- expect shit will happen in life, accept it but don’t dwell on it. There’s a fine line between chronic cynism/pesimism and rational/informed cynism.
- Example: learning useful self-defence techniques proactively is good. Being paranoid all the time, that you might get mugged and letting that limit your life is bad.
- know that things take time. Longer than you expect / would like. Realise, that nothing in life is worth really stressing about, is worth real sadness, madness or anger. Things don’t go your way – do something about it, or ignore it. Getting angry won’t make it happen. Deal with obstacles sensimly.
- Example: getting angry at a post office, because they are understaffed. The clerks can’t change that and their bosses don’t hear you. Pointless.
- relationships, people, animals are important, but they can also come and go. Don’t take them for granted, but dont despair if they go – don’t put your life on hold because someone/something is gone from your life. Balance is key.
- Example: it’s ok to be sad after a break-up, but don’t do it for too long – start living, enjoying the opportunities that are in front of you, don’t dwell on what’s behind you. It won’t come back.

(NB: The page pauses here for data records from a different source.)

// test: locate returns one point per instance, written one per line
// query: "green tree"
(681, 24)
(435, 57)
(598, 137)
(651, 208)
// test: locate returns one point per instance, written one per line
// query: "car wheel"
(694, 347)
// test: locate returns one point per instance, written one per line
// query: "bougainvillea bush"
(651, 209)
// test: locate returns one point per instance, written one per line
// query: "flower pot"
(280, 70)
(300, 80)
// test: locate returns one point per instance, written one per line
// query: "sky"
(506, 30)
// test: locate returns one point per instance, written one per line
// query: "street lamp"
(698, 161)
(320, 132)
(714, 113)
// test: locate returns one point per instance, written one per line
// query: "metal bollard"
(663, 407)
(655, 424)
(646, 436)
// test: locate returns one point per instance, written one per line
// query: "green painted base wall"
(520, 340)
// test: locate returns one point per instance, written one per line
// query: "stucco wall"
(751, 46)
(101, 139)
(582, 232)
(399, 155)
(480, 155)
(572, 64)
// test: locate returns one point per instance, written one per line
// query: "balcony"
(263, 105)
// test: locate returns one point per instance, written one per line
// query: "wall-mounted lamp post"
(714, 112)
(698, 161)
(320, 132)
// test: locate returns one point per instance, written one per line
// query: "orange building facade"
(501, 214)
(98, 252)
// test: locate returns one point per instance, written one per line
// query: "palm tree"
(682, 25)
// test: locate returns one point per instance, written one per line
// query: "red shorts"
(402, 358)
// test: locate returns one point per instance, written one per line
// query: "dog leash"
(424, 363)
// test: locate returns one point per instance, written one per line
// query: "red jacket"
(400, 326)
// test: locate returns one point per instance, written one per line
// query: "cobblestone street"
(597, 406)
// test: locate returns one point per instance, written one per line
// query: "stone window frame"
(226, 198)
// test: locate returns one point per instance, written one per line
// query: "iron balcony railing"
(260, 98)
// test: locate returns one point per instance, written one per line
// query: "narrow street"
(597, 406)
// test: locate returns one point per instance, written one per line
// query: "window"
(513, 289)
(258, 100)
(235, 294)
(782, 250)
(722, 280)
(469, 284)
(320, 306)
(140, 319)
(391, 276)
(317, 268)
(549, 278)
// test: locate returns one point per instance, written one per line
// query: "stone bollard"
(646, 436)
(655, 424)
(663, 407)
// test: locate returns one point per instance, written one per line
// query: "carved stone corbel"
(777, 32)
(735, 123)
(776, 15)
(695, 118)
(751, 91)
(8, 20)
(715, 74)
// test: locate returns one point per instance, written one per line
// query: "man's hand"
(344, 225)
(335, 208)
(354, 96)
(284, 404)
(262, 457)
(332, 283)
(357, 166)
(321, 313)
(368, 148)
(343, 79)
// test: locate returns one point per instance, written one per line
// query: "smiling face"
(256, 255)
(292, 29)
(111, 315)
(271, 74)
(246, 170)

- shit does happen. Injury, death, dissapointments – don’t fret about it.
- Example: your car got scratched? Oh well, does it still drive? There you go.
- good shit happens too – don’t fret about it too much either – be like a thermostat, keep a levelled attitude, good or bad comes. Enjoy the good moment, but don’t get used to it. Again – life is a balance of the good and bad.
- Example: doing well at work? Your business is growing? Great. But don’t raise your life expectations and needs because of it, one day it might change.
- people see things differently, don’t struggle too much to make them see as you do. Give them the info, and then time, not pressure
- Example: are you fighting for a cause? Don’t guilt-trip people or pressure them. That’s just giving them more reasons not to listen to you. Lead by example, answer their questions and let them find their own way.
- the world moves with our without you. Technology, politics, laws, nature will do their thing whether you get involved or not. You might try to sway their direction a bit, but don’t expect more.
- Example: your success or failure, your happiness or sadness, whether you sell millions of your services or nothing – is irrelevant to the world around you (barring a few friends and family perhaps). And that’s ok, they have their own stuff to worry about. If your friends don’t support you to the extent you would expect – it’s ok. They probably think the same about you. We all have our own stuff to worry about first.
- social change is slow. Stay sane, don’t expect to improve the world in a few years. Do your best, then let it take its course
- Example: Fighting for a cause? Focus on whether you are doing what’s within your means to further the cause, don’t think you can change the world in your lifetime. Do your best, plant seeds around you and let them grow.
- always take time to rest, to focus on yourself. Allow yourself to be selfish, recharge your batteries, without limiting anyone elses life.
- Example: Various friends always asking you to do stuff? Don’t feel bad for turning them down from time to time (say no) or turning your phone off. It’s ok – you need to be happy yourself first, to be able to help them. No point in accepting to help them just to be miserable around them.
- most people are ignorant of their biases, easily influenced, but very sure they are very independent and rational at the same time. Know this and don’t stress if people don’t behave like you think they should.
- Example: Listen to people, have role models, learn from them – but always remember that they might be wrong too. You might be wrong too. Be sceptical about your scepticism. No one is perfect, we all make mistakes. If someone has 25 million followers, maybe they have something good to share. But they are still human and might have bad days, make mistakes or be wrong.
- “leaving a legacy” is overrated – you don’t have to leave anything behind you, just enjoy the ride. You can, of course, choose to leave a legacy, the point is that if you don’t, nothing, absolutely nothing is going to be different once you die. Much better than a legacy is being there for your close ones, making something good – today.
- Example: Don’t be one of those people that alienate everyone around them because of some legacy they imagine in the future. Even if you leave a legacy – you won’t be here to enjoy the fame and as you have alienated your close ones, they won’t care either.
- Don’t worry too much about having some bad habits – not being perfect all the time. It’s ok to occasionally sway off the path. It will remind you why you are on the path and it will give you a chance to practice willpower and self-control. Don’t go off injecting heroin of course – it’s perfectly sane to stay away from anything too dangerous, but don’t worry too much if you sometimes miss a step and eat that croissant. Nature too isn’t without its mishaps or mistakes that take it off-balance for a while, but it always returns to its equilibrium.
- Example: It’s easier to stick to a healthy lifestyle if you allow yourself some breaks from that too. Don’t burn out. Allow yourself to be lazy *sometimes*, to eat bad food *sometimes*, to be unproductive *sometimes*. Sometimes is the essential word here. Be clever about it.